Slovakia: Romani women protest discrimination in maternity hospital with a petition
In Prešov, Slovakia, Romani mothers are grappling with being discriminated against by health care staff in the obstetrics and gynecological department of a particular hospital. Romani women do not receive the same health care as Slovak women, are separated from other expectant mothers in the ward, are insulted by staff and other patients, and are not informed enough about the state of their health and the procedures of the hospital facility.
Female Romani activists from the community of Jarovnice, in collaboration with the Center for Civil and Human Rights, have decided to issue a petition to the Slovak Health Ministry. According to one of the women quoted by skyradio.sk who has not been treated the same as other expectant mothers at the maternity hospital, Romani women are not given accommodation that is kept to the same hygienic standard as that of non-Romani women, and health personnel are forcing the Romani women to sign documents they do not understand.
“We asked the nurses if they could change our sheets, and they told us that we are so dirty a clean sheet would be useless to us.
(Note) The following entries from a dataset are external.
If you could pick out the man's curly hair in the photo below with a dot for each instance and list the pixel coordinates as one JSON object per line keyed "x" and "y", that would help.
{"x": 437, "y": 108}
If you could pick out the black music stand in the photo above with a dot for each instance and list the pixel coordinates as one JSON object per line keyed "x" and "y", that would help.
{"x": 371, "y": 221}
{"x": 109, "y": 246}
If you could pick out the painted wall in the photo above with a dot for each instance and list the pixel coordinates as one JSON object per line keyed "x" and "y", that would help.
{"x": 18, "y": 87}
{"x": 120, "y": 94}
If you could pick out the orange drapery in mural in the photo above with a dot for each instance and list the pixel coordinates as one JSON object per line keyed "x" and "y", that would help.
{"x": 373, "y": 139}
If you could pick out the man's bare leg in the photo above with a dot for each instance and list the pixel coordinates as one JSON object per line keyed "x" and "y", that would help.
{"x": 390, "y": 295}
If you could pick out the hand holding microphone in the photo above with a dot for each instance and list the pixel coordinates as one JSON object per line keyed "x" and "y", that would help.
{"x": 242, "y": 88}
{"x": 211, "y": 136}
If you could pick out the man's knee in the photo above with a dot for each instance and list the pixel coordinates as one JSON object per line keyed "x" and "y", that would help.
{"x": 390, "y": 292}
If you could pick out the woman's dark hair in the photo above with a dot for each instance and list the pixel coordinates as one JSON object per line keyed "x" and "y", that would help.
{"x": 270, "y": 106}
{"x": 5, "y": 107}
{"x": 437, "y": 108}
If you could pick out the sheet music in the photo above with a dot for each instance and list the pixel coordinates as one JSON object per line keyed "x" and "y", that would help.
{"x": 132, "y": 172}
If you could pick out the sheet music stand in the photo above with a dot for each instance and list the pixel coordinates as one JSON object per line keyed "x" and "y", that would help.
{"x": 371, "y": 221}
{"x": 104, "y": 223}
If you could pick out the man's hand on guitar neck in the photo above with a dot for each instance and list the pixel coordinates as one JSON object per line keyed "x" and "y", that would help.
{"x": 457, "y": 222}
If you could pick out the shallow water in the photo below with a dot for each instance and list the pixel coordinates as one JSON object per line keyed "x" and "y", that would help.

We are in pain, we ask for pain pills, and they say ‘How dare you ask us for pills!’ – allegedly we are supposed to buy our own,” the Romani patient said.
Female Romani activists from the nearby municipality of Jarovnice, which has the biggest Romani community in all of Slovakia, have now begun to address this discriminatory behavior with the support of the Center for Civil and Human Rights in Košice and have decided to set up a petition addressed to Slovak Health Minister Tomáš Drucker. “The petition, called ‘Let’s stop the discrimination and humiliation of Romani women at maternity hospitals’, was initiated by female Romani activists from Jarovnice with whom we have long collaborated,” Agáta Duchoňová, a field worker with the organization, told news server Romea.cz.
“The activism by Romani women and support for it is something we at the Counseling Centre perceive as a very important component of our work,” Duchoňová added. This practice at the hospital’s ob-gyn department, as described by the female Romani activists from Jarovnice, is something the Center is monitoring in other localities throughout the Prešov Region, and the organization has long pointed out to the authorities that discrimination against Romani women in maternity wards is a persistent problem.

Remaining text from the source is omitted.